Between mainland Norway and the North Pole lies the archipelago of Svalbard. Sitting at 78* north, Svalbard is truly in the frozen tundra! Svalbard has become a popular stop on Arctic cruises, due to the variety of unique wildlife such as polar bears, Svalbard reindeer and Arctic foxes. Visitors to Svalbard will find a variety of tour options to get out into the wild and see these magnificent animals.
Tromso is another city in Northern Norway, above the Arctic Circle. Tromso is known as “The Gateway to the Arctic” and is one of the best places in the world to see the Northern Lights. In the summer, Tromso has two straight months of Midnight Sun.
Tromso is also famous for the Tromso fjords which can be seen on a variety of different cruise options, from afternoon excursions to overnight cruising. While in town, you might enjoy a stop at the Polar Museum, which displays the history of Arctic exploration. The Arctic Cathedral is a landmark building in Tromso, and in addition to church services, hosts many concerts throughout the year. From Tromso, you can take the Fjellheisen Cable Car up 421m to a viewing platform and restaurant, with excellent views of the surrounding area. Dog Sledding is also a popular tourist activity in Tromso.
Lillehammer is a ski resort town in Southern Norway, famous for hosting the 1994 Winter Olympics. You can learn about the Olympic Games and take part in a bobsled simulator at the Norwegian Olympic Museum. Many features from the Olympic Games are still present today, including the ski jump, bobsled track and the luge track. Long before the Olympics, ski resorts like Hafjell drew skiiers to the slopes above Lillehammer.
Kystriksveien, also known as the Coastal Route, follows County Road 17 from Bodo to Steinkjer. Over 600 kilometers and six ferry crossings, you can make a whole week out of following this route along the coast, stopping in one of the 28 towns and villages along the way.
Atlantic Ocean Road
Another scenic drive is the Atlantic Ocean Road, which is a short (8km) section of County Road 64. It is famous for connecting many small islands through the use of causeways, viaducts and bridges, including the Storseisundet Bridge.

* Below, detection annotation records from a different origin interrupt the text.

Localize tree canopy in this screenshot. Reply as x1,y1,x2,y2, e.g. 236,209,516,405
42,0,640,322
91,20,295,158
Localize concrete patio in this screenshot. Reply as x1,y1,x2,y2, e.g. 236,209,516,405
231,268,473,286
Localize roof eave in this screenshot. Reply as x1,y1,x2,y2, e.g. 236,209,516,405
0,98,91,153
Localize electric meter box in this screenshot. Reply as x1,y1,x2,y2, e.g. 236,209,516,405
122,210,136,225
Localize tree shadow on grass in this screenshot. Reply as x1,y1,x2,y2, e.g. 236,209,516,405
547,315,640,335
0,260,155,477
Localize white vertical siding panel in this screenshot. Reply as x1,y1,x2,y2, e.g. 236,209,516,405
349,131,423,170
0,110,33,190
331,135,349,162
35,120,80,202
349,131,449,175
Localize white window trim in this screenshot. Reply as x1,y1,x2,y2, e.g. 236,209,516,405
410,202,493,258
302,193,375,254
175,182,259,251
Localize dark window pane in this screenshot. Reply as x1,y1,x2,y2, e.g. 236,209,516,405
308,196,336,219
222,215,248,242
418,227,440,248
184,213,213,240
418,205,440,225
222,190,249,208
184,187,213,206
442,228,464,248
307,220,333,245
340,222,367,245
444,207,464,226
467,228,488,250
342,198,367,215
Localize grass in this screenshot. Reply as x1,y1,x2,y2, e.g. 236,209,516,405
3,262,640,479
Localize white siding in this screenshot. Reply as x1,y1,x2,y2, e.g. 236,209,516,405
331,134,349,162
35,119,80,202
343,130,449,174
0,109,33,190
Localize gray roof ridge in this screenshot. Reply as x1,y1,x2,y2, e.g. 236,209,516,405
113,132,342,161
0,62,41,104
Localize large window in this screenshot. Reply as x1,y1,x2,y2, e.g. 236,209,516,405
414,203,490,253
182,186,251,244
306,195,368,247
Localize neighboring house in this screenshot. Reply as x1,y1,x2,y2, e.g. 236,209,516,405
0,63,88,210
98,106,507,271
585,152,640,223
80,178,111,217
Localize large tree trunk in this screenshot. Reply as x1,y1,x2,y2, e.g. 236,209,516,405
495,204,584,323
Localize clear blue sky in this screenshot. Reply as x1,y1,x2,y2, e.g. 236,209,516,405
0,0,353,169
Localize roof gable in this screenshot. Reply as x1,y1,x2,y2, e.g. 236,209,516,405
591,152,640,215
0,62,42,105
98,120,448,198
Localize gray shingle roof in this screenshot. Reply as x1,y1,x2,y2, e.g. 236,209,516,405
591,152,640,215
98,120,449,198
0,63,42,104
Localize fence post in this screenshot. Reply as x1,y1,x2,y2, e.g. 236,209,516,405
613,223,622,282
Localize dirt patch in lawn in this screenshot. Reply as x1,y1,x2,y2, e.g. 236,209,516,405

Pulpit Rock is one of the more famous and well-photographed landmarks in Norway. It is a large flat-topped rock, giving glimpses far below to the surrounding fjord. It is reached by hiking 6km from the mountain lodge at Preikestolen Fjellstue. There are few hotels nearby if you want an early start, or you can stay in Stavanger and take the ferry. Guided tours are available, some which include a trip on the ferry.
Trolltunga is another iconic hike in Norway. The name (Troll Tongue) gives you an idea of this rock formation; a sliver of rock jutting out over the fjord 700 meters below. This hike is very difficult, climbing 900 meters over 23-27 kilometers of hiking. There are many interesting attractions and views along the way, but you’ll need to allocate a full day to this hike.
After Pulpit Rock and Trolltunga, Kjerag is another frequently photographed natural landmark in Norway, featuring a large boulder suspended between two rock faces. Also reached from Stavanger, the hike to Kjerag is 12km and a fairly strenuous climb. Once you reach the famous rock, you can expect to wait in line for your photo opportunity, anywhere up to an hour. (Tip: try to visit when no cruise ships are in Stavanger!) Kjerag is also a popular spot for BASE jumpers.
The Geirangerfjord is one of Norway’s most popular fjords, famous for its waterfalls, and is protected by UNESCO. The region offers outdoor adventures for everyone, including hiking and whitewater rafting.
Jotunheimen is a mountainous region in southern Norway and contains the 29 tallest mountains in the country. The region also contains Jotunheimen National Park, which is popular with hikers and mountain climbers. The Norwegian Mountain Touring Association maintains several mountain lodges, as well as marked trails between the lodges.The Jotunheimen Shoe, the oldest article of clothing found in Scandinavia, was discovered here and determined to be from 1800 BC.